Enquanto estamos vivendo a situação, tudo nos parece tão imprescindível, tão insubstituível, tão vital, ainda mais quando se trata de paixão. Mas quando passa, muitas vezes não queremos nem lembrar, frequentemente nos achamos até ridículos. Por outro lado, tem gente que nunca supera. Imagina, se não conseguimos controlar nem uma musiquinha que insiste em povoar nosso pensamento, quanto mais dominar um sentimento tão forte. Outros, no entanto, passam por uma, duas, muitas paixões e seguem o fluxo, diluindo estas situações no tempo, enquanto armazenam seus resíduos em alguma caixinha pouco acessada da lembrança.

Não apenas o curso da história se modifica, nós também nos transformamos.
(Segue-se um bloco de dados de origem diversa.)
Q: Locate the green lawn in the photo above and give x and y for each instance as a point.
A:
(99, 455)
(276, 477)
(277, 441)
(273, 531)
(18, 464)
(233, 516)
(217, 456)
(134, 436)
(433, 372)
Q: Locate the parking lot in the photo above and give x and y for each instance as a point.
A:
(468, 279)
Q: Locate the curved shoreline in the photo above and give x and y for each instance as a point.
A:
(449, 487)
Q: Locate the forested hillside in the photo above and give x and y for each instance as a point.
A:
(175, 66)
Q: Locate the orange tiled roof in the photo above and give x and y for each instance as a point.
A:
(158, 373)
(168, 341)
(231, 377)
E, num dia qualquer, alguma coisa esbarra sem querer na caixinha há muito esquecida – uma musiquinha chiclete, por exemplo – fazendo com que seu conteúdo se derrame e impregne todo o ambiente mental com aquele perfume antigo e ultrapassado, para depois evaporar no ar, mas não sem antes acordar sentimentos e sensações adormecidos, que fazem o coração disparar.

Num primeiro momento, são os sentimentos que despertam fazendo com que fiquemos inebriados, suspensos, descolados da realidade atual. Em seguida, vem a profunda reflexão de como tudo passou, como um rio, são águas passadas. Por último, restam uns destroços boiando em torno de nós durante todo o dia. De vez em quando, trombamos com alguns deles, o que nos dá a sensação de estarmos com um pé no passado e outro no presente. Mas até a renitente música “chicletinho” que impera absoluta em nosso pensamento por longos momentos, como um imponente faraó, vai escorrendo, se esvaindo... e o ritmo continua... "It must have been good but I lost it somehow... It’s where the water flows..." até evaporar completamente.